From the Shepherd’s Nook – The Glory of Jesus

From the Shepherd’s Nook – The Glory of Jesus December 27, 2013

By John Frye

Suppose theology started here: “Thomas said to him, ‘My Lord and my God!’” (John 20:28). John’s Gospel offers this: crucifixion wounds + resurrection wonder = glory. A thoroughly Jewish man, Thomas, is confessing to the resurrected man, Jesus of Nazareth, acclamations of adoration and surrender reserved only for Israel’s one true God, Yahweh. The context is Thomas’s touching Jesus’ crucifixion wounds. While the awe of resurrection stuns Thomas, the death marks of the cross are visibly and inescapably evident. Thomas crumbles in worship before the man, Christ Jesus, while blurting out names of the undeniable, Old Testament deity. Thomas makes it very personal with the double “my” (see Greek text). Thomas is either correct with his words or, as a dyed-in-the-wool-Jew, he’s blatantly blaspheming.

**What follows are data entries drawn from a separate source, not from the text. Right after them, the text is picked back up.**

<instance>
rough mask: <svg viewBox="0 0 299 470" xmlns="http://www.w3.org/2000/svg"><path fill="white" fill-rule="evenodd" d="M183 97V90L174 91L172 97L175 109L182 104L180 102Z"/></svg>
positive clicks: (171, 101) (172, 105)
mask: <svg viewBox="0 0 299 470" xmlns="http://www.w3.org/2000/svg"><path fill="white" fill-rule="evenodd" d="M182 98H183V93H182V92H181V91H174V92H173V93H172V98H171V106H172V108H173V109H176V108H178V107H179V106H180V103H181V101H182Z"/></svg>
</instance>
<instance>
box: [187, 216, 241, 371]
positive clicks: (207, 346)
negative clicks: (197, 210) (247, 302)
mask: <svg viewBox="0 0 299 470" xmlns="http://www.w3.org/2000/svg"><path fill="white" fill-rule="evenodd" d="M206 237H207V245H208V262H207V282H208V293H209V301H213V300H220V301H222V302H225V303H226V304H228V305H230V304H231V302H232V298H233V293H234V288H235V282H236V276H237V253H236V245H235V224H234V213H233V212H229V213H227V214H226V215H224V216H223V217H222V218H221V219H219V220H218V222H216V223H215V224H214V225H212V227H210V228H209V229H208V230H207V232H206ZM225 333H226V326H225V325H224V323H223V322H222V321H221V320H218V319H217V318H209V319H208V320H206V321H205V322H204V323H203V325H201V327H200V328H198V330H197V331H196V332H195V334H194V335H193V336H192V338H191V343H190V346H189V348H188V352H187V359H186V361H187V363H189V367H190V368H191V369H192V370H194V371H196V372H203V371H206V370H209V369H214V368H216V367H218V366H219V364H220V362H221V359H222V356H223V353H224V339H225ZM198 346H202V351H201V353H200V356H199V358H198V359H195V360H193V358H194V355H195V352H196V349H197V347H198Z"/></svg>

I think the Apostle John wants to redefine the definition of glory. Glory (Hebrew kabod meaning weighty, influential, glory) does not lose any of its Old Testament overwhelming impact (to humans) in John’s Gospel, but it does gain the attribute of selfless passion and pain. I often thought that when John wrote “we have seen his glory” (John 1:14), he was referring to his eyewitness experience of the transfiguration of Jesus. But that event is not recorded in John’s Gospel. That concept has to be imported. Glory in John’s Gospel is tied to “the hour” that is to come for Jesus. Jesus prays, “Father, the time (hour) has come. Glorify your Son, that your Son may glorify you” (John 17:1). The hour of the glory of Jesus is the event of the crucifixion of Jesus (A. J. Kostenberger, Baker Exegetical Commentary on the New Testament: John, 95).

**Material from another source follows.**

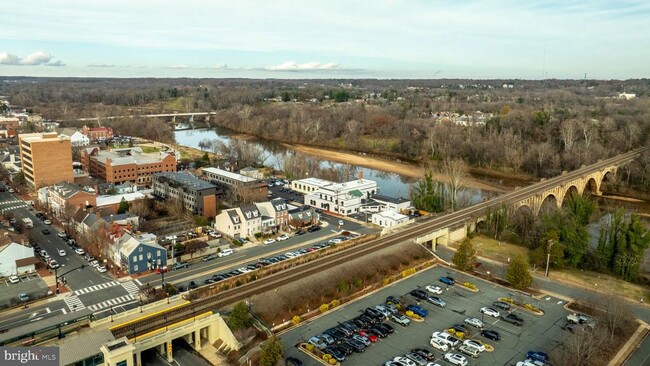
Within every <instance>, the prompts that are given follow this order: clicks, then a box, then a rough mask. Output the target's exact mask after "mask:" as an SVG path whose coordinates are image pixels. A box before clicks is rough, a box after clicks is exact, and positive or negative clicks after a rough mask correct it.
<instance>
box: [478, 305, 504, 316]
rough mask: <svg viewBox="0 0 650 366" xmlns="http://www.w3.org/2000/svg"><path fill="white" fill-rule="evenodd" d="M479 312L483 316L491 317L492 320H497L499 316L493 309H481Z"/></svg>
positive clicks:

Glory may work two ways: 1. Glory (God’s weightiness) can squash us. God’s glory is extremely powerful in creating a response. God’s glorious power can smack us to our knees. Think Isaiah 6 and Acts 9 (Saul of Tarsus). 2. Glory can stun us into humble, adoring wonder. “Love so amazing, so divine, demands my soul, my life, my all.” I think God desires to express glory through love rather than through power. Yet, God reserves the right to use glory as needed.

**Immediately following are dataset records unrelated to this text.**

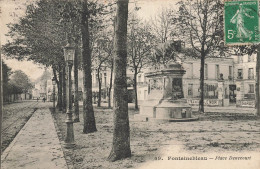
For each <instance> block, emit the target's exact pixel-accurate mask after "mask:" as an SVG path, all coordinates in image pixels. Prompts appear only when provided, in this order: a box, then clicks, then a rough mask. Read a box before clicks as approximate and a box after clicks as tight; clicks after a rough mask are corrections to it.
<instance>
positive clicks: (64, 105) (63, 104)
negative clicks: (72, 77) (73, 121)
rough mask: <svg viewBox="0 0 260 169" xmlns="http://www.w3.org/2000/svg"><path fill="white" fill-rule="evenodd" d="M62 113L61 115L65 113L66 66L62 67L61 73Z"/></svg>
mask: <svg viewBox="0 0 260 169" xmlns="http://www.w3.org/2000/svg"><path fill="white" fill-rule="evenodd" d="M62 100H63V102H62V104H63V107H62V111H63V113H66V104H67V103H66V100H67V98H66V66H64V67H63V71H62Z"/></svg>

The one man Thomas worshiping the resurrected Jesus of Nazareth offers us a glimpse of the impact of God’s salvation through “the lamb that was slain” on the nations of the earth. All the nations in the presence of self-giving love declare God’s glory and power. The apocalypse of John gives us a peek into the future (Revelation 7:9-12). Thomas represents the pivot of a doubtful humanity before the Christ, the Son of God. We observe a very human response to the sharpest point in salvation history: the death and resurrection of Jesus the Messiah, Savior of the world. As N.T. Wright is fond of asking, “Is God Jesus?” Perhaps theology is not working from deity to humanity, but just the reverse: thinking through real humanity (Jesus of ‘can-anything-good-come-out-of-Nazareth’) to stunning deity (“my Lord and my God!”) within the grand Story of the God of Israel.

Power can create compliance. Rarely does it provoke love. Most of the “glory” of humanity is the love of power. The glory of God is the power of love. Massive weapons do not cause all humanity to bow to Jesus; scars from deep wounds do. “Glory to God in the highest!”